Yesterday, the Ministry of Finance of the Netherlands published the details regarding AMLD5 implementation, including the regime for crypto exchanges and (custodial) wallet providers. This article highlights a number of interesting factors that are noteworthy and/or important.
License or registration?
The released version of the implementation for the Netherlands has chosen to follow a different path than the EU framework outlines: a registration instead of a licensing regime at De Nederlandsche Bank (DNB). The Ministry of Finance has not placed the implementation in the Financial Supervision Act (WFT) but has added it to the Anti-Money Laundering Act (WWFT). This was consulted with the market at the beginning of 2019 and it was then a matter of waiting for results.
It now appears that our Council of State has issued an advice correcting the proposed policy and also stated that a licensing regime does not match the EU directive. So the Ministry has taken a step back and has opted for the implementation of a registration regime. This tends very much towards a cut-and-paste since the registration regime turns out to be a de facto licensing regime. Registrations can be revoked, are subject to prior approval, and a prudential integrity regime has been added to the requirements.
Companies outside the Netherlands that do serve Dutch customers must also register for the registration. In addition, there will also be an obligation for exchange owners to declare how much interest they have in the company and will be required to report to the regulator when there are changes in ownership (this is also a cut-and-paste job of prudential regimens).
The Dutch Data Protection Authority doubts the legitimacy of the mass surveillance measures
The Dutch Data Protection Authority published a legislative advice that is very clear. They describe that fundamental problems have been identified and check whether the proposed measures are appropriate and sufficiently proportionate so that there is not too great an invasion of citizens’ privacy. They refer to the Digital Rights case and a judgment of the Court of Justice. The Dutch Data Protection Authority sees similarities because mass surveillance of EU and non-EU citizens is taking place and doubts whether the proposed regulation is sufficiently proportionate. This is made mandatory under the EU Charter of Fundamental Rights.
The Dutch Data Protection Authority describes that since the AMLD4 came into use, life on the privacy front has changed. We now have both GDPR and a clear guideline from the Court of Justice. This means that the balancing of law enforcement regulations with data protection regulations will change as a result. This is especially true for the situation where the measures are not aimed at a specific person, but at the entire population, where the rules for what can/cannot be done with the collection of data are very unclear.

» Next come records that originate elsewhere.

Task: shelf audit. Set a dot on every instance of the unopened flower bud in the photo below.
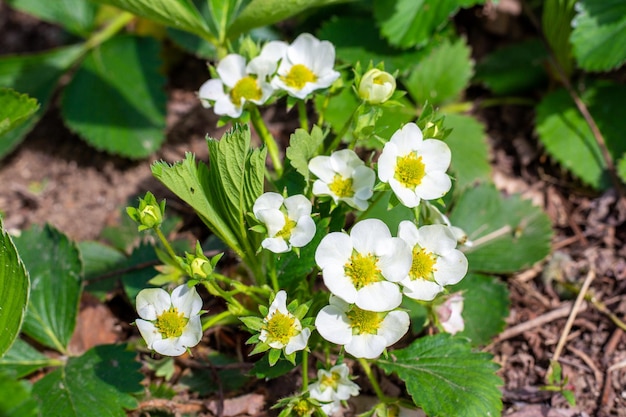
(376, 86)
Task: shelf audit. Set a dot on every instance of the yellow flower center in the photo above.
(363, 270)
(363, 321)
(423, 264)
(281, 328)
(247, 88)
(171, 323)
(410, 170)
(341, 187)
(298, 76)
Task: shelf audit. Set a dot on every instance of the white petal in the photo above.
(151, 302)
(379, 296)
(333, 325)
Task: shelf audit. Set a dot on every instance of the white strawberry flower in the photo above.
(344, 177)
(364, 267)
(169, 323)
(436, 261)
(283, 330)
(364, 334)
(415, 168)
(288, 221)
(307, 66)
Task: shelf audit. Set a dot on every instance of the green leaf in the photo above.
(568, 138)
(180, 14)
(14, 289)
(15, 108)
(96, 384)
(302, 147)
(599, 34)
(77, 16)
(509, 234)
(442, 75)
(22, 359)
(409, 23)
(470, 152)
(515, 68)
(15, 398)
(54, 266)
(446, 378)
(485, 307)
(36, 75)
(122, 77)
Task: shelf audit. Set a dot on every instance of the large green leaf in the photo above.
(446, 378)
(442, 74)
(36, 75)
(54, 266)
(470, 152)
(122, 79)
(14, 287)
(96, 384)
(77, 16)
(181, 14)
(510, 233)
(15, 108)
(568, 138)
(599, 35)
(485, 307)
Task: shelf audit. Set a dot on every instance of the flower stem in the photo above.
(267, 138)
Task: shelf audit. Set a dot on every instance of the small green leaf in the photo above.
(442, 74)
(96, 384)
(509, 234)
(54, 265)
(599, 34)
(122, 77)
(302, 147)
(485, 307)
(14, 289)
(77, 16)
(446, 378)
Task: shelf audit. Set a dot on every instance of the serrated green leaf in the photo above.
(96, 384)
(36, 75)
(14, 290)
(15, 108)
(22, 359)
(77, 16)
(446, 378)
(54, 265)
(302, 147)
(122, 77)
(485, 307)
(15, 398)
(180, 14)
(510, 234)
(599, 35)
(515, 68)
(568, 138)
(442, 74)
(470, 152)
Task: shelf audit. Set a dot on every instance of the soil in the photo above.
(55, 177)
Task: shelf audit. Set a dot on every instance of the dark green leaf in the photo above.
(96, 384)
(446, 378)
(54, 265)
(122, 77)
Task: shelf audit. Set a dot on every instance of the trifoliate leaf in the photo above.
(446, 378)
(122, 76)
(599, 35)
(55, 268)
(508, 234)
(96, 384)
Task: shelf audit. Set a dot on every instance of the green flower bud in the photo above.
(376, 86)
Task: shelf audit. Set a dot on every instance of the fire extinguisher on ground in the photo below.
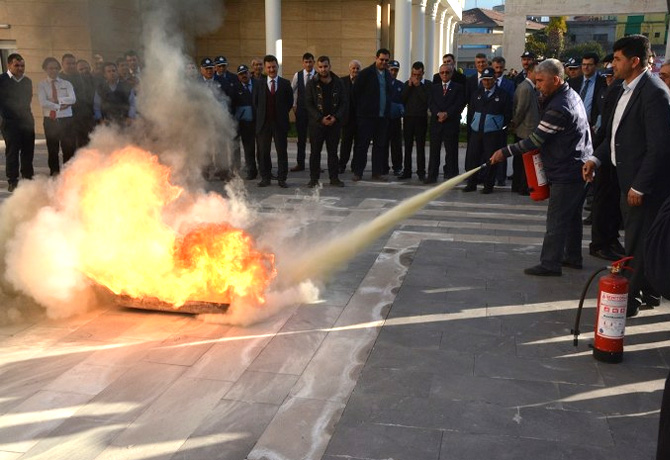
(610, 321)
(537, 180)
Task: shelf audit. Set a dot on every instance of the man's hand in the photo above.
(497, 157)
(634, 198)
(588, 171)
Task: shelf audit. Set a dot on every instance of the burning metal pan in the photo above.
(190, 307)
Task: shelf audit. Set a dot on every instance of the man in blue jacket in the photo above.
(564, 139)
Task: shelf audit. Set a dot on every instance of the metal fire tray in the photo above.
(191, 307)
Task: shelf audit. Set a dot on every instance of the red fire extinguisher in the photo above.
(537, 181)
(610, 314)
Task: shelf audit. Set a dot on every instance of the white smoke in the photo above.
(188, 129)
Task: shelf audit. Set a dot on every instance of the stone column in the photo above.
(273, 40)
(402, 44)
(429, 62)
(514, 38)
(418, 29)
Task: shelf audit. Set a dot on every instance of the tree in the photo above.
(556, 30)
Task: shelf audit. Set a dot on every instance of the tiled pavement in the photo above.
(432, 344)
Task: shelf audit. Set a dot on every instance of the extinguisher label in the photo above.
(539, 170)
(612, 318)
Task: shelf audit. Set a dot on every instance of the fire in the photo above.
(127, 246)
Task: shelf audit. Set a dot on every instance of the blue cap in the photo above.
(488, 73)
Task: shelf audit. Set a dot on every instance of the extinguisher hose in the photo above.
(575, 331)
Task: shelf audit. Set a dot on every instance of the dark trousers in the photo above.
(415, 130)
(443, 134)
(19, 150)
(663, 449)
(605, 209)
(264, 138)
(563, 238)
(370, 129)
(60, 135)
(318, 134)
(301, 121)
(394, 136)
(348, 136)
(246, 131)
(480, 148)
(637, 222)
(519, 182)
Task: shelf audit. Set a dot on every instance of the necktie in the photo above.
(54, 96)
(585, 88)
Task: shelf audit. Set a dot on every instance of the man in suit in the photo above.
(564, 139)
(491, 112)
(527, 58)
(242, 103)
(349, 121)
(18, 124)
(326, 103)
(416, 97)
(272, 101)
(589, 86)
(446, 104)
(457, 77)
(394, 141)
(372, 93)
(636, 142)
(525, 117)
(299, 83)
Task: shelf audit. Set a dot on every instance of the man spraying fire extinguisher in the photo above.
(564, 140)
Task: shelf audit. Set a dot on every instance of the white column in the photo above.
(439, 41)
(402, 45)
(418, 29)
(429, 63)
(273, 41)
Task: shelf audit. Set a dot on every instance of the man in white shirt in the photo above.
(56, 96)
(298, 84)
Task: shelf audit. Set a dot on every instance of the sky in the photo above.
(482, 3)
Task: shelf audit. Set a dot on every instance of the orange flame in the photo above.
(127, 246)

The Dutch Data Protection Authority has an interesting approach in describing the tensions between the two rule sets. It provides a theoretical foundation for private players who may want to challenge the far-reaching AMLD5 regulations in court. It therefore recommends that this particular relevant issue be properly addressed at the review opportunity of the AMLD Directive, scheduled for January 11, 2022.
Formalities and transitional arrangement
The Ministry of Finance has not used the definition itself in the Directive. In addition, they went too far in detailing how it thought AMLD5 would work in the crypto sector. As a result, the text and wording have been adjusted and leave the details to the sector itself. A transitional regime has also been introduced whereby existing players in the sector receive an extra 6 months for the implementation of the AMLD5 regime.